C'est comme si la mort d'Anaïs n'avait ému personne. Ceux qui défendent le climat sont devenus intouchables dans la France de Pierre Savidan, où la lâcheté est devenue la norme jusque dans l'appareil d'État, où l'écologiquement correct s'insinue jusque dans chaque recoin de la vie de tous les jours, jusque dans les menus des éphémères prisonniers qu'on accuse de crimes absurdes. Qui peut croire à ces fables entrées par effraction dans le droit depuis l'élection de Savidan, où l'on fait rimer écocide avec génocide pour prétendre que la Nature a autant de droits que les hommes ? On dote de Statuts juridiques des rivières et des forêts, mais on laisse crever des jeunes femmes et des bébés.
Pages 131-132, Gallimard Série noire.
Les gens se laissent séduire par ceux qui leur disent ce qu'ils veulent entendre, ceux qui leur affirment que rien n'est leur faute et qui leur mentent comme on ment à des enfants pour les rassurer. Tout est la faute des étrangers, de l'Europe, de l'euro, des élites, de la finance... C'est tellement facile de ne pas se cogner à la réalité, d'être dans ces discours qui n'engagent à rien.
Des gens prêts à donner des fortunes pour défendre la France, François Belmont en connait des dizaines, des centaines. Des entreprises, des banquiers, des médecins, des notaires, des avocats prêts à sortir leurs chéquier et à aligner les zéro pour défendre leurs intérêts, il en connait par milliers. Il leur a juste soufflé une possibilité de contourner le système pour contribuer autant qu'ils en voudraient
En politique, il n'y a pas de miracle. Il y a les marionnettes et les marionnettistes. Sans ces derniers, le rideau tombe et le spectacle se termine dans les larmes et la peine. Il tient les rênes et c'est lui le metteur en scène : cette fois il n'y aura pas de déception, les spectateurs applaudiront la pièce.

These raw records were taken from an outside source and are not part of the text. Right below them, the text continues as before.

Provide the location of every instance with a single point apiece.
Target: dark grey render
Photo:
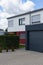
(34, 37)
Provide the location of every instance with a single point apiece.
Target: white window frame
(35, 19)
(22, 21)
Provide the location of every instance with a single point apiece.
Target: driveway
(21, 57)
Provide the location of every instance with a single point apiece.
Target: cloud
(13, 7)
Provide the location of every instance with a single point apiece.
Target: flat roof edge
(26, 13)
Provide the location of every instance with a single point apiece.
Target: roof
(26, 13)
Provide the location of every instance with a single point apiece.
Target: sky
(10, 8)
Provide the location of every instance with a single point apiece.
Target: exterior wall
(2, 32)
(41, 16)
(17, 27)
(22, 39)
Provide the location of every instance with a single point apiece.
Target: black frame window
(22, 21)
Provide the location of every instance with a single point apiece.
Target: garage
(34, 37)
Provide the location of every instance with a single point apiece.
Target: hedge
(9, 41)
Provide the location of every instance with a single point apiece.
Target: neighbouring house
(16, 24)
(2, 32)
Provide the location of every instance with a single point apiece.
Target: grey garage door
(36, 40)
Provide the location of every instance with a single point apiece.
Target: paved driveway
(21, 57)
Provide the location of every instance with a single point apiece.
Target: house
(16, 24)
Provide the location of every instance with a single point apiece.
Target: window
(10, 23)
(35, 19)
(22, 36)
(22, 21)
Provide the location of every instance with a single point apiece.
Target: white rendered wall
(41, 15)
(18, 27)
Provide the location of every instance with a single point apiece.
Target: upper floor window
(35, 19)
(22, 21)
(10, 23)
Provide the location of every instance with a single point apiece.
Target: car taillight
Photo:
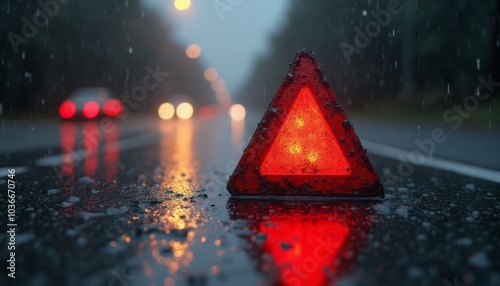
(112, 107)
(67, 109)
(91, 109)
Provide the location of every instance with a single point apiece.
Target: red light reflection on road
(311, 243)
(81, 143)
(68, 145)
(91, 142)
(112, 151)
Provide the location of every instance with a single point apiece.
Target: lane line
(434, 162)
(124, 145)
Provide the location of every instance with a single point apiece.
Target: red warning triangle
(304, 144)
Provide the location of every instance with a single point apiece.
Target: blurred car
(91, 103)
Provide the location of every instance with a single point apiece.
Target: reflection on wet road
(304, 243)
(152, 209)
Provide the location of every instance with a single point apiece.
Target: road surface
(143, 202)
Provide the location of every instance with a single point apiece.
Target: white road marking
(124, 144)
(434, 162)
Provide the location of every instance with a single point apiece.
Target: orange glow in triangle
(305, 144)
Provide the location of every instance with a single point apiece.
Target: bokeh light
(193, 51)
(210, 74)
(182, 5)
(112, 107)
(237, 112)
(91, 109)
(184, 110)
(67, 109)
(166, 111)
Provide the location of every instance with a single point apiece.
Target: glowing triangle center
(305, 144)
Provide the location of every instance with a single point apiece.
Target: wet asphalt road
(148, 206)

Pour lui, le bonheur de l'humanité passait par le bonheur de la banque. De sa banque. Il était sincèrement persuadé que le système français, où les élites formées dans les mêmes écoles atterrissaient ensuite dans tous les centres de décision du pays, et baignaient dans un entrelacs d'intérêts objectifs, était le meilleur, et il avait décidé de le sécuriser à son profit.
La vérité, il ne la dira jamais aux Français : l'économie du pays n'atteindra plus jamais ces taux de croissance sidérants qu'il a connus pendant les Trente Glorieuses et, brièvement, à la fin du XXe siècle. La France est devenue un pays médiocre qui doit accepter de vivoter, un pays qui doit oublier ses prétentions de grande puissance et qui, s'il fait mine de faire cavalier seul dans cette mondialisation sans pitié, sera aspiré dans le trou noir de la déchéance. P; 188
Quel spectacle nous offre-t-on aujourd'hui ? s'interroge le chroniqueur. Celui d'une classe politique totalement soumise au règne de l'image. Un homme politique, aujourd'hui, c'est un produit qui se lance, avec une cible et un positionnement qui se trouvent plus ou moins en accord avec ses propres idées et ses convictions.

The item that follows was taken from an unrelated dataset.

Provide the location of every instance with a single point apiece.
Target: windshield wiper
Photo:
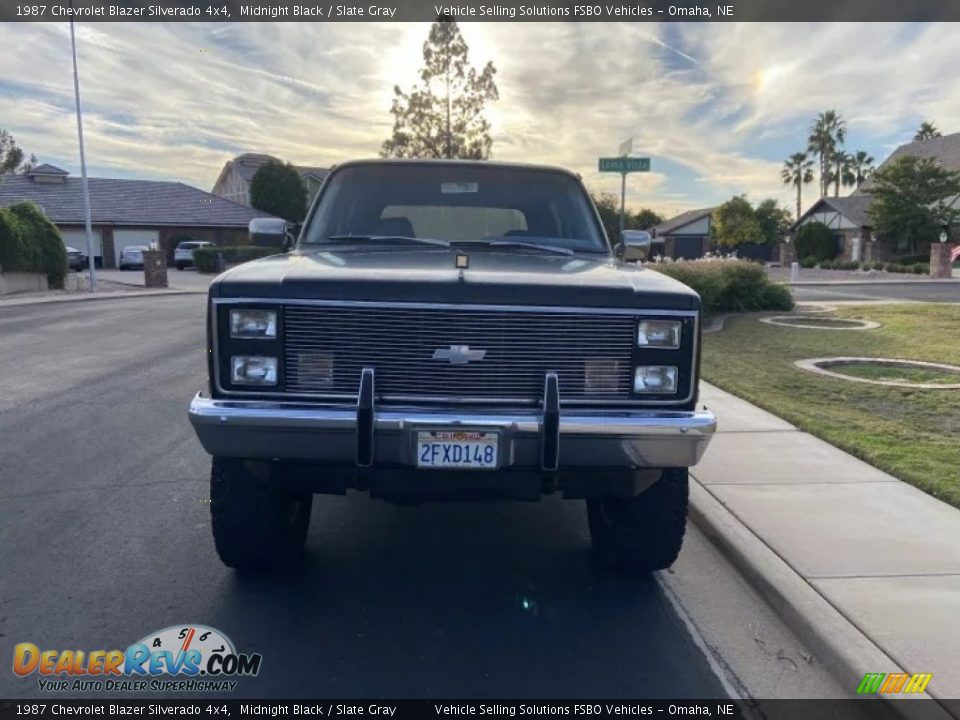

Quand il pousse la lourde porte du porche, il surprend la gardienne qui lâche un petit cri ridicule puis déclare en souriant : « Vous m'avez fait peur. » Il ne répond pas, mais un frisson de plaisir lui parcourt l'échine. Cette loi de la politique reste immuable : faire peur, c'est se faire respecter.
Demory s'absorba dans la contemplation du tapis. Une scène de chasse, dans la France des monarques absolus. Ça n'avait pas beaucoup changé depuis Louis XV. Un roi, et tout autour une cour qui cherche à protéger ses intérêts et à progresser dans la hiérarchie sociale.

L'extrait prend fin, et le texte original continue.